Four days after they were shot to death, an Eagan couple will be remembered today at a prayer gathering. The bodies of Svetlana Hanson, 25, and Charles Hanson, 42, will later be cremated and inurned together in North Dakota.
Their deaths underscore a gruesome trend. Advocates for battered women say murder-suicides take place in Minnesota at a rate well above the national average, and many such crimes are committed by men after their wives or girlfriends leave them.
The Hansons were killed about 10 p.m. Tuesday when Svetlana’s ex-husband, 29-year-old Robin Bhattacharyya, fired a semiautomatic shotgun through the front window of the couple’s Eagan home, according to police. Bhattacharyya then used the gun to kill himself.
Svetlana Hanson’s father, who was visiting the couple from Israel, was in the living room with them but was unharmed. The couple’s three children, ranging in age from 9 months to 12 years, were asleep and not hurt.
“Svetlana was a beautiful person, and she and Charles were very much in love,” said her uncle, Mark Stipakov of Long Lake. “It was just a marriage made in heaven. They had a child together; there were two other kids, and everyone was very, very happy. It was the happiest time of their life.”
Stipakov and his wife, Bella, are caring for the couple’s 9-month-old son until a final determination is made on his placement. Two other children from Charles Hanson’s first marriage are with other relatives.
The Stipakovs have helped
organize a “gathering of friends” from 1 to 3 p.m. today at J.S. Klecatsky and Sons Funeral Home, 1580 Century Point, Eagan. A prayer service will follow.A memorial Mass will be celebrated Tuesday at the Basilica of St. James, 622 S. First Ave. in Jamestown, N.D., where Charles Hanson’s parents and two brothers live, according to the Jamestown Sun. The Hansons will then be inurned together at Sunset Memorial Gardens in Jamestown.
Authorities said they may never know what drove Bhattacharyya to commit the double murder-suicide. He had no known history of violence or criminal record.
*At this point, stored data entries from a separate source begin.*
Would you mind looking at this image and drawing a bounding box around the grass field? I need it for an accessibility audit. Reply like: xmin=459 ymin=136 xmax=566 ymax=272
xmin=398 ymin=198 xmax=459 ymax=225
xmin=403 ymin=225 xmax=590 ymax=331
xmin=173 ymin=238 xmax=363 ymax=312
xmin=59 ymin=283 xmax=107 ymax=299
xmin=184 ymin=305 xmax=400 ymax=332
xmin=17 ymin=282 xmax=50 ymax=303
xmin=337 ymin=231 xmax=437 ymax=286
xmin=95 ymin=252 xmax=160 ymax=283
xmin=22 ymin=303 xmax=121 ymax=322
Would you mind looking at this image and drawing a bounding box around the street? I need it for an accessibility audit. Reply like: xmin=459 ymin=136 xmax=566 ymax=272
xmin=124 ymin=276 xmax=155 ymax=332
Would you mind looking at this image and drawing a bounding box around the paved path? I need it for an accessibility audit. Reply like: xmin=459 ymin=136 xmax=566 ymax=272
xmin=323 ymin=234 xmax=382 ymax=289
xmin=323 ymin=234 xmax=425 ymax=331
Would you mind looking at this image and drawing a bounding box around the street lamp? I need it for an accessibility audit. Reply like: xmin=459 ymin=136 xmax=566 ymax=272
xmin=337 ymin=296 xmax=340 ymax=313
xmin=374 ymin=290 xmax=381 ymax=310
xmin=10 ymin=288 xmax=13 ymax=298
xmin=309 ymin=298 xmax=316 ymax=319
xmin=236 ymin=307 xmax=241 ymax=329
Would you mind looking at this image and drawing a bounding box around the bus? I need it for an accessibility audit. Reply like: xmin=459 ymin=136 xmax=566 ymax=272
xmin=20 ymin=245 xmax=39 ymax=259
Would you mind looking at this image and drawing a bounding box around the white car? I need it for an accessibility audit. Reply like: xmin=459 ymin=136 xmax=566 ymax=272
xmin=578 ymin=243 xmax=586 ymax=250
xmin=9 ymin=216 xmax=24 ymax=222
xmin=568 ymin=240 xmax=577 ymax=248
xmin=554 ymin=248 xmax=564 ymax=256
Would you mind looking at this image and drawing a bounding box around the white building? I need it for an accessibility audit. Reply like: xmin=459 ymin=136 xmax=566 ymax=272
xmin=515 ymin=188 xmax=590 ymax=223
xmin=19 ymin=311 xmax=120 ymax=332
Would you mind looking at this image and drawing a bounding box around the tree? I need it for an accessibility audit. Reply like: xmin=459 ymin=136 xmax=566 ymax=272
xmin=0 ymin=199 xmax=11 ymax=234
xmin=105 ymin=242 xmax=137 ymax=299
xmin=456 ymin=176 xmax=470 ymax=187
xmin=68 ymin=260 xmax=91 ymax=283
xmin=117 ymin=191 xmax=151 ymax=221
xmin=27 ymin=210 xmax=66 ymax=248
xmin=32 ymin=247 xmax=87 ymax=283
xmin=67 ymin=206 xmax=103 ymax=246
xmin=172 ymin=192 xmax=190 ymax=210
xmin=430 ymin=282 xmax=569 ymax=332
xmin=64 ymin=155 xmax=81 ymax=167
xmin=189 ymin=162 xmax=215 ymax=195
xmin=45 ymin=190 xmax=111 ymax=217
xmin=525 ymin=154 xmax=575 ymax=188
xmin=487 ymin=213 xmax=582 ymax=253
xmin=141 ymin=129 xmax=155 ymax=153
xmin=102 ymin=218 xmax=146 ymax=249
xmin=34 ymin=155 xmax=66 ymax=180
His marriage to Svetlana Hanson officially ended last year, just as her new one began with an older, wealthier man.
She and Bhattacharyya married in March 2004. She was 18, and he was 23. They separated in July 2008, and she soon moved in with Hanson, a software manager at Starkey Lab in Eden Prairie, to work as his au pair. She married him in 2009, around the time her divorce from Bhattacharyya was finalized by Hennepin County.
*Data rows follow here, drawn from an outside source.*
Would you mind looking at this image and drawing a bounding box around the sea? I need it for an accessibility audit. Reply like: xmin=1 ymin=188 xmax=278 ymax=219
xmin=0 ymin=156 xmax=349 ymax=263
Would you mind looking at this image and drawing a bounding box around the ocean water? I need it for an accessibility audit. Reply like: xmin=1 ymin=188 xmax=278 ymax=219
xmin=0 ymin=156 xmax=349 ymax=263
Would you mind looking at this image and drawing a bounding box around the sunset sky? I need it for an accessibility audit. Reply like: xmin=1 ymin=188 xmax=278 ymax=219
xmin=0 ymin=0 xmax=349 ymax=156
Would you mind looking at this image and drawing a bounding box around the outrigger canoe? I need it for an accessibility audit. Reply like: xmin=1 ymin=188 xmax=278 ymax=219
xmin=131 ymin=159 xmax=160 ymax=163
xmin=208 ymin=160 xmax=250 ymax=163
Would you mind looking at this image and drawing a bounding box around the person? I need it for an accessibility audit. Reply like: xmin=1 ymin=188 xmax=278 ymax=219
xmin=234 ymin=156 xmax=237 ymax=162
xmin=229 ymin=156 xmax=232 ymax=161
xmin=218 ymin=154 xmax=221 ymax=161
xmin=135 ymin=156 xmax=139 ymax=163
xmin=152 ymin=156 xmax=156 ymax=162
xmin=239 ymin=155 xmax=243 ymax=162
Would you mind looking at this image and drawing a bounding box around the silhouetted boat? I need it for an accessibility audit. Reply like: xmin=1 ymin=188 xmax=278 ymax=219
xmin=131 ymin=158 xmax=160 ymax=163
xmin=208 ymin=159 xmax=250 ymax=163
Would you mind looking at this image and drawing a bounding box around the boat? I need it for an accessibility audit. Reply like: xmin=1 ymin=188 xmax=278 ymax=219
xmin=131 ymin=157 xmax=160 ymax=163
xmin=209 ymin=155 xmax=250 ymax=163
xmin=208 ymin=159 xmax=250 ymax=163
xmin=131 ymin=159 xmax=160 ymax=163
Bhattacharyya, who was self-employed, owned a house in Northeast Minneapolis and was working toward a doctorate degree in computer science at the University of Minnesota. His former wife graduated from the U last year with a dual degree in computer science and math, her uncle said.
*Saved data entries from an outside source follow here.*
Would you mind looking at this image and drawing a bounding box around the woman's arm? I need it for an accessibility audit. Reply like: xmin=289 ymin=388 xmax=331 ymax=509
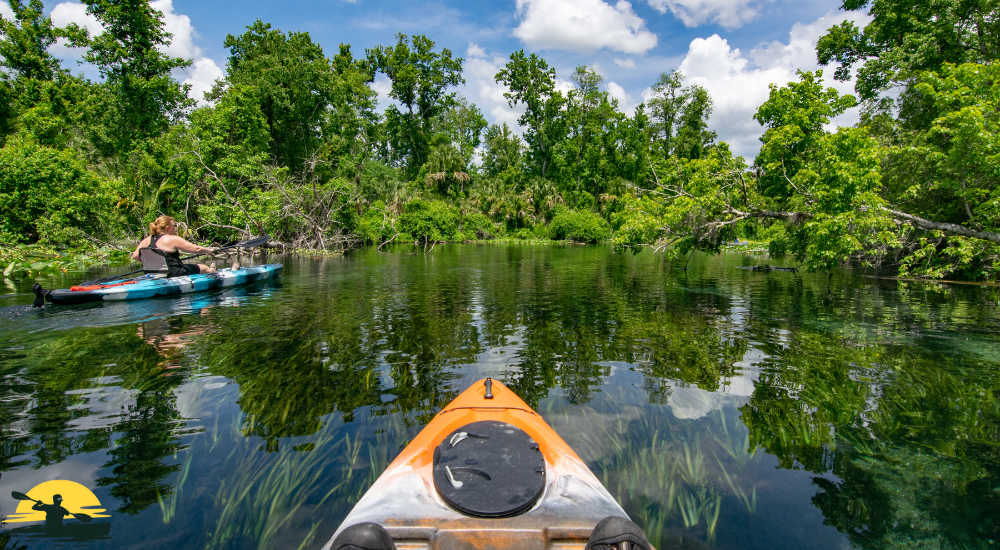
xmin=168 ymin=236 xmax=215 ymax=255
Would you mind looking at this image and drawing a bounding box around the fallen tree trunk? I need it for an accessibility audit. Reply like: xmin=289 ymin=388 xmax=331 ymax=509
xmin=721 ymin=206 xmax=1000 ymax=245
xmin=880 ymin=208 xmax=1000 ymax=244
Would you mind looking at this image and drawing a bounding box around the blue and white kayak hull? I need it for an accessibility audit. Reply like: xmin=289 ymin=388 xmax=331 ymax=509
xmin=48 ymin=264 xmax=283 ymax=305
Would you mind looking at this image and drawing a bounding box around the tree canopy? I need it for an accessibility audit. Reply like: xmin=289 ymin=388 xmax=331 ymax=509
xmin=1 ymin=0 xmax=999 ymax=280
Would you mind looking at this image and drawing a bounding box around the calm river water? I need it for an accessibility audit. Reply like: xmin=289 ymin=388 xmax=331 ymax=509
xmin=0 ymin=244 xmax=998 ymax=549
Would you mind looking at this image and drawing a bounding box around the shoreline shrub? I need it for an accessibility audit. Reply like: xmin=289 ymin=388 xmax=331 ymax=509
xmin=550 ymin=209 xmax=610 ymax=243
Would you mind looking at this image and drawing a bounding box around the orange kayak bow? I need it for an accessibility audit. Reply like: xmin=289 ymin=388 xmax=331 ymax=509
xmin=324 ymin=378 xmax=632 ymax=550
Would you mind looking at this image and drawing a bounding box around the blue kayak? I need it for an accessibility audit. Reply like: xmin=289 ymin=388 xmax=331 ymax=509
xmin=47 ymin=264 xmax=283 ymax=305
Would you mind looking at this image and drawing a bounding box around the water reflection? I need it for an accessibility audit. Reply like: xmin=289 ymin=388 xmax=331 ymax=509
xmin=0 ymin=246 xmax=998 ymax=549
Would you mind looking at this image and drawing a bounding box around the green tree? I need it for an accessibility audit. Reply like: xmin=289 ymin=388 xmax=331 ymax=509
xmin=647 ymin=70 xmax=685 ymax=157
xmin=0 ymin=74 xmax=12 ymax=141
xmin=0 ymin=0 xmax=87 ymax=81
xmin=816 ymin=0 xmax=1000 ymax=104
xmin=646 ymin=71 xmax=716 ymax=160
xmin=0 ymin=0 xmax=92 ymax=148
xmin=495 ymin=50 xmax=566 ymax=177
xmin=562 ymin=65 xmax=606 ymax=194
xmin=887 ymin=63 xmax=1000 ymax=279
xmin=326 ymin=43 xmax=380 ymax=184
xmin=481 ymin=123 xmax=525 ymax=183
xmin=398 ymin=198 xmax=459 ymax=245
xmin=754 ymin=70 xmax=858 ymax=206
xmin=437 ymin=95 xmax=486 ymax=168
xmin=0 ymin=133 xmax=115 ymax=245
xmin=671 ymin=84 xmax=716 ymax=160
xmin=217 ymin=21 xmax=356 ymax=172
xmin=368 ymin=33 xmax=464 ymax=177
xmin=83 ymin=0 xmax=192 ymax=155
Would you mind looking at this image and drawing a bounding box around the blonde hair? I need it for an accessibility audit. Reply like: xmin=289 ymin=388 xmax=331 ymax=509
xmin=149 ymin=215 xmax=176 ymax=236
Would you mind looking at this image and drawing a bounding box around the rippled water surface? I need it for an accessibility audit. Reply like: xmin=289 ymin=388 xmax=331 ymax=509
xmin=1 ymin=245 xmax=998 ymax=549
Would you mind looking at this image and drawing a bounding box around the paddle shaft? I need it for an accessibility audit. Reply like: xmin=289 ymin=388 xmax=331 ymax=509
xmin=10 ymin=492 xmax=92 ymax=522
xmin=179 ymin=234 xmax=269 ymax=261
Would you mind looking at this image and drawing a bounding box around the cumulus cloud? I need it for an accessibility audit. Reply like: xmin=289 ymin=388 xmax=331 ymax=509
xmin=150 ymin=0 xmax=223 ymax=104
xmin=466 ymin=43 xmax=486 ymax=58
xmin=371 ymin=74 xmax=394 ymax=112
xmin=46 ymin=0 xmax=223 ymax=104
xmin=462 ymin=44 xmax=523 ymax=129
xmin=50 ymin=2 xmax=102 ymax=36
xmin=647 ymin=0 xmax=765 ymax=29
xmin=677 ymin=11 xmax=872 ymax=158
xmin=607 ymin=81 xmax=643 ymax=113
xmin=0 ymin=2 xmax=14 ymax=20
xmin=151 ymin=0 xmax=198 ymax=59
xmin=614 ymin=58 xmax=636 ymax=68
xmin=48 ymin=1 xmax=101 ymax=63
xmin=182 ymin=57 xmax=225 ymax=105
xmin=513 ymin=0 xmax=658 ymax=54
Her name joins a list of women killed by partners and former partners in Minnesota. The Minnesota Coalition for Battered Women recorded six murder-suicides involving intimate partners last year — the highest rate in the nation per capita and about twice the national average.
Experts who track domestic abuse, however, say certain details about the Hansons’ murders stand out.
Jeff Edleson, a professor of social work at the U, runs the Minnesota Center Against Violence and Abuse. The public doesn’t always realize the danger women face when they try to leave an abusive partner, he said.
“We sort of assume when a woman moves away from her partner, it stops,” Edleson said. “But actually, soon after she leaves, if it’s against his will, you may see an increase in his violent behavior in an effort to get her to come back and (to) control her behavior. In fact, many murders of battered women occur in the few months after they have separated from their partners.”
However, no record exists of Bhattacharyya committing acts of violence or even making threats. Court records show he did not hire an attorney during the divorce, which was completed without a hearing or legal fanfare. He and Svetlana Hanson went their separate ways without either asking for alimony. They had no ongoing financial ties.
The murders occurred two years after she had moved out of his home.
“What the triggering event is, we may never know,” Edleson said. “It may have been something unrelated to her — difficulties at work or school, or rejection from another female. And in turn, he took it out on her and her new husband. Whatever it was, it’s no excuse for doing what he did.”
Bella Stipakov, Svetlana Hanson’s aunt, called the deaths unfathomable.
“It is a very tragic event,” she said. “They were very much in love. I can’t believe it happened. I just can’t believe it. I’m speechless.”